What's the "specification" on this program, anyway? Jedi expresses it as "convincing" the computer that something is something it's not. This isn't likely to be possible. The computer doesn't "think" much. The computer works with bit patterns, we're the ones who "think" it's a "number" (signed or unsigned?) or an ascii or unicode "character" or something else (flags register, for example). We provide instructions to manipulate these bits to treat 'em as a "character" or a "number" or whatever. Providing instructions to force the computer to do what we want is going to work better than "convincing" it. :)

Jedi provides:
Code: [Select]
    data: db '6789'

What this puts in memory (expressed in hex for our convenience) is 36h, 37h, 38h, 39h.

Mathi starts out with:
Code: [Select]
    mov ebx, 0x6789

What gets stored in memory here (in hex again) is 89h, 67h, 00h, 00h. This may be useful for what Jedi wants, I'm not sure. In any case, I changed the input to 0x1001 and I don't seem to be getting the expected results. I think I downloaded it pre-edit, so it might be okay now, but I don't know about this one, Mathi...

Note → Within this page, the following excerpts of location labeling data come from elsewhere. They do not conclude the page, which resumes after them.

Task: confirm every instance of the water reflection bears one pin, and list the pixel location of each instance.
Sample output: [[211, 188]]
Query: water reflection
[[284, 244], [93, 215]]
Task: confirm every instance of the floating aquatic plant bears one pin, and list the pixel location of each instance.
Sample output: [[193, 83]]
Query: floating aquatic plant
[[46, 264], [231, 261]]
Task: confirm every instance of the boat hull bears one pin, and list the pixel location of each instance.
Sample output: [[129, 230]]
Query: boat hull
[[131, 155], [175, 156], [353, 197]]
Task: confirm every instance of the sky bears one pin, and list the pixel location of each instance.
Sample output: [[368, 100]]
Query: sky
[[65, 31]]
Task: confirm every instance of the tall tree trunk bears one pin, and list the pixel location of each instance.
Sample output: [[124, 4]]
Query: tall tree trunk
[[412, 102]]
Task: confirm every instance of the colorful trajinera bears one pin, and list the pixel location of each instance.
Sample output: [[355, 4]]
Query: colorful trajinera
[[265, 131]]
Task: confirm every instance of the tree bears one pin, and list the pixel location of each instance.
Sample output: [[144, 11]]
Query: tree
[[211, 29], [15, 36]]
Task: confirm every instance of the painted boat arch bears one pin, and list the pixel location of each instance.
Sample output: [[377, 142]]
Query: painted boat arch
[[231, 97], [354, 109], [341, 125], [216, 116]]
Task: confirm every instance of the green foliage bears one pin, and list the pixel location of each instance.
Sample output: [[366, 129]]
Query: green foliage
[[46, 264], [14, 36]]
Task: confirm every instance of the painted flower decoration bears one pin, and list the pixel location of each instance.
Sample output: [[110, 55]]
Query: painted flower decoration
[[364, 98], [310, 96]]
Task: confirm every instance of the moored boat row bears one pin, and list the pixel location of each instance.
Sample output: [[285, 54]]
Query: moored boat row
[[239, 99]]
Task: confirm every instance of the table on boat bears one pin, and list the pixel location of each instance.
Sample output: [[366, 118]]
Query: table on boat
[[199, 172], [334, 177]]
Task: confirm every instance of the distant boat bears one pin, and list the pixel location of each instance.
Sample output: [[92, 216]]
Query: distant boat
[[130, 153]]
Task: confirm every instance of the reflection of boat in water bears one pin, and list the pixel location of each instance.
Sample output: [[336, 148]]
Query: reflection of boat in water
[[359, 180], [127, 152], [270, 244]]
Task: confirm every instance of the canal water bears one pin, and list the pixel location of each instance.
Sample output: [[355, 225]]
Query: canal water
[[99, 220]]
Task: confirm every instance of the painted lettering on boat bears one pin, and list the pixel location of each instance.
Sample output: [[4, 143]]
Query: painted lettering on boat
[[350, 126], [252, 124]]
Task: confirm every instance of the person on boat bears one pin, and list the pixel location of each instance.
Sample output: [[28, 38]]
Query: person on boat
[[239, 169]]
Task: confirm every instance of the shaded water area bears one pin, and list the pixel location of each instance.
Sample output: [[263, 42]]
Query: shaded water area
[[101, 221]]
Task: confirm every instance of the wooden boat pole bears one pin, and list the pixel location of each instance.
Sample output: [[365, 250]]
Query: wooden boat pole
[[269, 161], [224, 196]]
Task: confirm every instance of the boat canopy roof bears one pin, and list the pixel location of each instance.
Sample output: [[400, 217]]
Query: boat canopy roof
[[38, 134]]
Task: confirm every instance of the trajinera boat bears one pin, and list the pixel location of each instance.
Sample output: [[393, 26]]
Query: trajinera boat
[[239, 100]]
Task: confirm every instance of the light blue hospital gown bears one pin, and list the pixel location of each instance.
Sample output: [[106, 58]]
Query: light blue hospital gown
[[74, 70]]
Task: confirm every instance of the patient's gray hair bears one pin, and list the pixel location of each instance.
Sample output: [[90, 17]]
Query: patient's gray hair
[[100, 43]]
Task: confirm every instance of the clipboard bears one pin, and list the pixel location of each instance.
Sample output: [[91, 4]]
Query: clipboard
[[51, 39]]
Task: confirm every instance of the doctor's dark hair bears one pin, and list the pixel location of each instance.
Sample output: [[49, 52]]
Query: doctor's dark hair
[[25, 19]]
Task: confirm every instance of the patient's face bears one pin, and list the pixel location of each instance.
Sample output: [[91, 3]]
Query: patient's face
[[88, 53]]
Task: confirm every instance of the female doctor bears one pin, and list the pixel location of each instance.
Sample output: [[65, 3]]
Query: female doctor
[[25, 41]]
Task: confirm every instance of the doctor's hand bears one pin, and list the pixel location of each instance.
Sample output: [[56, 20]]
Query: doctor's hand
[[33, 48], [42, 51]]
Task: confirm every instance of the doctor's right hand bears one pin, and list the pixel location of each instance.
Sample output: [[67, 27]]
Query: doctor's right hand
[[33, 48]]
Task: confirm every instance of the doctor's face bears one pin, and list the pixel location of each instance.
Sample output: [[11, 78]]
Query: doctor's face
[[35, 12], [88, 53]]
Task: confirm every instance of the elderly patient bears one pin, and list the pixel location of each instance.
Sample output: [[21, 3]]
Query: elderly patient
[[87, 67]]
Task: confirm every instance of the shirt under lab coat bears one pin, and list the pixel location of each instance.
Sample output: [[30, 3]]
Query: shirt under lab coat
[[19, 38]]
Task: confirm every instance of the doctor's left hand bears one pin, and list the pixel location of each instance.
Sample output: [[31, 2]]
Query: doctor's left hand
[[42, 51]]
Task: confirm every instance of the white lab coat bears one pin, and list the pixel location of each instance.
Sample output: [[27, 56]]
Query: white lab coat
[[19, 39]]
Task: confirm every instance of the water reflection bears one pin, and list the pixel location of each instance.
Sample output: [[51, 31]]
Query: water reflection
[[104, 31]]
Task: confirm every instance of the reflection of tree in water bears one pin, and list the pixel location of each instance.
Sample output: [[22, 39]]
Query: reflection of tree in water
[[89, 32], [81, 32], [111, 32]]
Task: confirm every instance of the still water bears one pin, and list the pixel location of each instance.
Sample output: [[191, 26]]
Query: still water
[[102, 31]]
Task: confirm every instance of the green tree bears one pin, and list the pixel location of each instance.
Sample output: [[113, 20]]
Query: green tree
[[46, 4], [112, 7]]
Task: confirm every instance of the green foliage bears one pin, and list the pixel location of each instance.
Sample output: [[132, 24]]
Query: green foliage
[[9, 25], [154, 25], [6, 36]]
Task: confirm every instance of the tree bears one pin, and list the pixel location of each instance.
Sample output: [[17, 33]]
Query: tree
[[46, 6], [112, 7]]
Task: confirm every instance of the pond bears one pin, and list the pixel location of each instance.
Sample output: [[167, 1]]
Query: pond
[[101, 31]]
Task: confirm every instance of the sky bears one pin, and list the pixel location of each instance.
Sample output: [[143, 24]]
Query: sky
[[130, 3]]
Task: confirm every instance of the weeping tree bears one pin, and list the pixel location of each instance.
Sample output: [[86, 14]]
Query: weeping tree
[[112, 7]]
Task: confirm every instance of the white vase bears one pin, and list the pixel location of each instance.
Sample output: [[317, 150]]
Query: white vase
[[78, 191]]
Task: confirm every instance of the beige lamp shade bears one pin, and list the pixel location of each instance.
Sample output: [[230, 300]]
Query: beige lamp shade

Jedi mentions unicode. I don't know much about unicode. I understand it provides a standardized mapping between a number and the glyph it represents. I understand that the number in question can be encoded in different ways - UTF-8, UTF-16, UTF-32... others? ... but a certain number will always refer to the same glyph. The glyphs we use to represent numbers we learned from the Arabs - '0', '1' etc. If you need to be able to handle some language (Mayan calendar?) that used a different set of glyphs, you'd want unicode. I don't see anything in your code that's going to handle unicode. As I recall, in UTF-8 encoding at least, the ascii characters will work without any special treatment. I'd suggest "forget unicode" until/unless you really need it. I plan to! :)

If the "specification" is simply "input a string of characters representing a decimal number and print the hex equivalent", that isn't too difficult. Convert the text to the number it represents using the algorithm Rob shows, and then convert the number into text representing hex... and print it. The only difficulty I see here is that if you tell the pesky user "a decimal number" they'll, sure as shootin', put a decimal point in it. I don't think an attempt to convert it "digit by digit", either characters or numbers, will be easy - the "carry" comes in the wrong places.

Converting hex text <-> number involves multiplying/dividing by 16... which we can do with shifts. We also have "rol"/"ror", which can be handy. Converting decimal text <-> number, we get into that situation where we get the digits in the opposite order than we want to print 'em. For hex, a "rol" by four will put the high bits we want to print first in the low four bits - right where we want 'em to isolate 'em, convert 'em to character, and print 'em first... Just a thought...

If we need to convert both dec->hex and hex->dec, can we make the user enter a hex value as "0x..." or "...h", assuming decimal otherwise, or do we want a "menu" where they can specify which way to convert? Can ya clarify the "specification" any, Jedi?

Best,
Frank


Offline Mathi

  • Jr. Member
  • *
  • Posts: 82
  • Country: in
    • Win32NASM
Re: Hex/Dec Swap
« Reply #6 on: January 22, 2013, 11:02:47 AM »
Frank,

One clarification :)

The routine i pasted was not a replacement for Jedi's code. It should be executed on the output of Jedi's routine.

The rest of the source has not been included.